Segera saya ambil air wudhu dan menyusul ke dalam masjid. Ternyata saya kebagian shaf ketiga. Langsung saya shalat sunat takhiyatul masjid, begitu selesai imam sudah berdiri untuk melaksanakan shalat maghrib.
Saat rakaat kedua hujan tambah deras disertai angin. Mungkin tidak hanya saya yang shalatnya tidak khusyuk, karena was-was. Setelah imam mengucap salam saya pun ikut berdzikir, sembari ingat jaket di motor pasti basah kuyub.
Semua jamaah kemudian berkumpul di serambi, karena hujan masih deras, tidak bisa pulang. Tanpa dikomando semua ngobrol sekenanya dan spontan.
“Pak Wid, ini enaknya beli bakso saja”, kata Dedi, yang duduknya dekat pintu, lantaran melihat tukang bakso. Dedi memang suka memancing keadaan.

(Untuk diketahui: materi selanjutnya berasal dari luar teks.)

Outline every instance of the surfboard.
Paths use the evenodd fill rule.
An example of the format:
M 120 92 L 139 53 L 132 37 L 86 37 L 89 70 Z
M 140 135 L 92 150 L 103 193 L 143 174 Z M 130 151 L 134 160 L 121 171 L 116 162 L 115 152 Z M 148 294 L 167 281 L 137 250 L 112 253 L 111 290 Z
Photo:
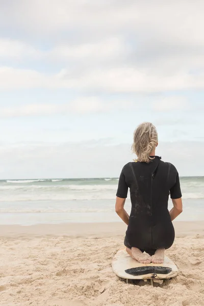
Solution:
M 125 249 L 115 255 L 112 263 L 113 272 L 119 277 L 126 279 L 166 279 L 175 277 L 178 269 L 167 256 L 163 264 L 140 264 L 133 259 Z

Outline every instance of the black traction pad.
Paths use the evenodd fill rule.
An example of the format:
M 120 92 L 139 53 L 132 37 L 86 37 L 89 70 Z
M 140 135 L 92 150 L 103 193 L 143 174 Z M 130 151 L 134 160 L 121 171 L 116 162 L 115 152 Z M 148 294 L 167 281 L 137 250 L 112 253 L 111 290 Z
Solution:
M 167 267 L 156 267 L 154 266 L 143 267 L 138 267 L 137 268 L 132 268 L 128 269 L 125 271 L 128 274 L 132 275 L 137 276 L 139 275 L 143 275 L 147 274 L 169 274 L 172 271 L 171 268 Z

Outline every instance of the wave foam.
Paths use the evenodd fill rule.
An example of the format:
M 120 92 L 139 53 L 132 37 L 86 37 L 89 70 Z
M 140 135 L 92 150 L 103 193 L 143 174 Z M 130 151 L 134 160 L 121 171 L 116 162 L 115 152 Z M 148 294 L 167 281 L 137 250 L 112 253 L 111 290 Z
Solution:
M 17 184 L 24 184 L 27 183 L 34 183 L 36 182 L 44 182 L 47 180 L 7 180 L 7 183 L 13 183 Z

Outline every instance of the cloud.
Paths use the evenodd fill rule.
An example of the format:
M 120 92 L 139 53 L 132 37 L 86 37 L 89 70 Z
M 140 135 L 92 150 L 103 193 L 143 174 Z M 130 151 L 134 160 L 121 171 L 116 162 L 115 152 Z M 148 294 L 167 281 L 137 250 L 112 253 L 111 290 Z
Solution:
M 40 52 L 28 44 L 18 40 L 8 38 L 0 39 L 0 59 L 16 59 L 24 58 L 36 58 Z
M 130 148 L 131 144 L 116 145 L 104 139 L 61 144 L 3 144 L 0 178 L 118 177 L 124 165 L 134 157 Z M 202 175 L 203 150 L 203 142 L 160 142 L 157 154 L 173 164 L 181 176 Z
M 67 104 L 24 104 L 0 108 L 0 117 L 12 118 L 38 116 L 52 116 L 75 113 L 90 113 L 125 110 L 134 107 L 133 102 L 125 99 L 107 101 L 96 96 L 82 97 Z
M 145 69 L 122 67 L 78 71 L 72 76 L 68 69 L 42 73 L 31 69 L 0 67 L 0 89 L 70 88 L 108 92 L 159 92 L 204 89 L 204 73 L 197 76 L 183 72 L 169 75 Z
M 18 67 L 23 59 L 25 68 L 3 62 L 2 90 L 149 93 L 204 89 L 203 2 L 11 3 L 0 3 L 0 35 L 6 33 L 10 37 L 0 40 L 0 58 L 17 59 Z M 43 73 L 31 68 L 33 59 Z
M 152 104 L 152 109 L 156 112 L 188 109 L 189 105 L 185 97 L 165 97 L 155 101 Z

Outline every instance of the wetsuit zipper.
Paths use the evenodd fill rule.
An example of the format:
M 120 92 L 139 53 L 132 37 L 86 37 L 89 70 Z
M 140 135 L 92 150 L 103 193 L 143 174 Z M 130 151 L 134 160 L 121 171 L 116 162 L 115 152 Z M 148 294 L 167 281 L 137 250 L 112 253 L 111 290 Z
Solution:
M 151 209 L 151 247 L 152 247 L 152 239 L 153 239 L 153 235 L 152 235 L 152 226 L 153 226 L 153 224 L 152 223 L 152 185 L 153 185 L 153 180 L 155 178 L 155 174 L 157 173 L 157 168 L 159 166 L 159 164 L 160 163 L 160 160 L 159 161 L 159 163 L 158 163 L 157 167 L 156 167 L 155 170 L 153 171 L 152 174 L 151 174 L 151 200 L 150 200 L 150 209 Z

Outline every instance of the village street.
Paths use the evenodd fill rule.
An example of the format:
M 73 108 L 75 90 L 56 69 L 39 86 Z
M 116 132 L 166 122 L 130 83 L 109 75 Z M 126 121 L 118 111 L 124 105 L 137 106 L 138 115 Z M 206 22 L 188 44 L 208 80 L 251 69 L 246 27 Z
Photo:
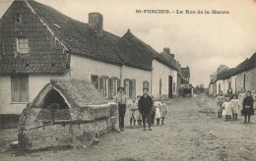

“Pakai uangmu ya!”, sambung Pak Widodo dengan nada yang agak tegang.
“Kan dana infaq banyak pak. Masak berjuta-juta disimpan di bank”, Dedi yang semula slengekan malah jadi serius.
“Infaq itu kekayaan masjid, sewaktu-waktu digunakan untuk keperluan dan pembangunan masjid. Nggak boleh untuk keperluan yang lain!”, Pak Widodo makin naik suaranya.
Respon Pak Widodo itu banyak diiyakan oleh orang-orang tua. Tapi bagi golongan muda sangat disayangkan. Karena keberlangsungan jamaah dan syiar harus diperhitungkan juga. Kesejahteraan jamaah, perlengkapan TPA, stimulan untuk ustadz, atau bahkan takmir yang memerlukan.
“Ck ... ck ... ck ..., daaaaarrrrrrrr”, listrik tiba-tiba padam, semua orang kaget dan panik, gara-gara ada cicak yang berkejaran, mungkin mengenai kabel yang lecet dan terjadilah konsleting listrik. Keadaan menjadi gelap dan tanpa suara. Hanya sesekali kilat meneranginya.